Crimetime …Let There Be Crime LP

First let me address the album cover. Band name, album title, and a drawing of the Hamburglar with boots and a baseball hat with a flipped-up bill. Simple, eye-catching, and most importantly, it really gives the listener no clue as to what this band is all about, which I actually prefer when going into hardcore records. Now, let’s talk about the record itself. Hardcore punk, fast and angry. Overall, pretty good. Some of the songs may be a bit too long for my liking when it comes to bands like this, but that’s personal preference. I think with a bit of spit and polish recording-wise, this could have been a pretty good-sounding record. Parts of it just don’t sound as good as they could, but all in all, a pretty decent outing. Even the last song with the ska parts didn’t bother me.

Dead 77 Demons LP

The first full-length from Los Angeles’ DEAD 77. Upon first glance, I fully expected this to be a street punk album, but was pleasantly surprised to find that it was more akin to the early A-F Records bands such as THOUGHT RIOT and the CODE. Gang vocals galore here, which act as a call and response to the raw, melodic lead vox. There’s a delicate balance to be had between both, and DEAD 77 does a good job of not overlapping them. It creates a strong energy that is unwavering throughout the entire record. This is also helped by the guitars, which are layered into a wall of sound, peppered with fiery leads throughout. Well worth a listen if you’re a fan of late ’90s melodic hardcore.

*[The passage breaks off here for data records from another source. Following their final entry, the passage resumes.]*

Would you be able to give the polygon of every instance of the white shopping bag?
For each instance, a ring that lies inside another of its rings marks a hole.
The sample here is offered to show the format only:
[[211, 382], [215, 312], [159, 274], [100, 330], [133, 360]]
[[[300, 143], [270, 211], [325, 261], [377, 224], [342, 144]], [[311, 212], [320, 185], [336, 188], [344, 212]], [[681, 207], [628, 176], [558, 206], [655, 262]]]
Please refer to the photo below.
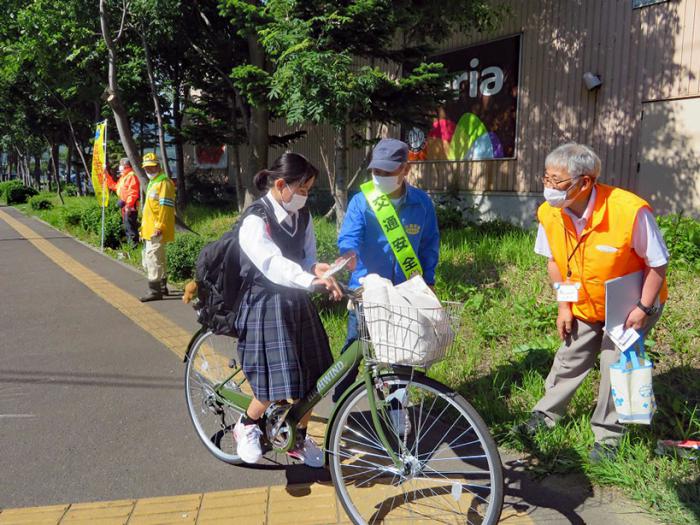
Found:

B-Side / Holehog To Have and to Hold split LP

Sacramento’s HOLEHOG and Boston’s B-SIDE (GLOBAL THREAT’s Bryan Lothian) have released a white-hot split LP, each playing their own take on UK82 street punk akin to CLIT 45, the VIRUS, and of course GLOBAL THREAT. Both bands really rip; HOLEHOG are a well-oiled machine with crystal clear production, razor-sharp riffs, and an angry and scornful message: the system blows. Check out “By the Throat,” a D-beat-driven blast of energy with a great breakdown and vocals that had to have left a sore throat. Meanwhile, B-SIDE takes a fuzzier and more raw approach, with songs about the trials of living in American society, from our relentless bombing of other nations and our inability to think in terms beyond black and white. On “Waiting To Talk,” Lothian enlists an unhinged guitar lead and demented vocals to great effect; it gives the song a paranoid and eerie vibe that fits the anti-colonialism message well. Overall, a very solid showing from both bands, but I really have to hand it to HOLEHOG here. Their sound is so dialed-in and so clean, it’s a great take on the style and I’ll be looking forward to hearing more.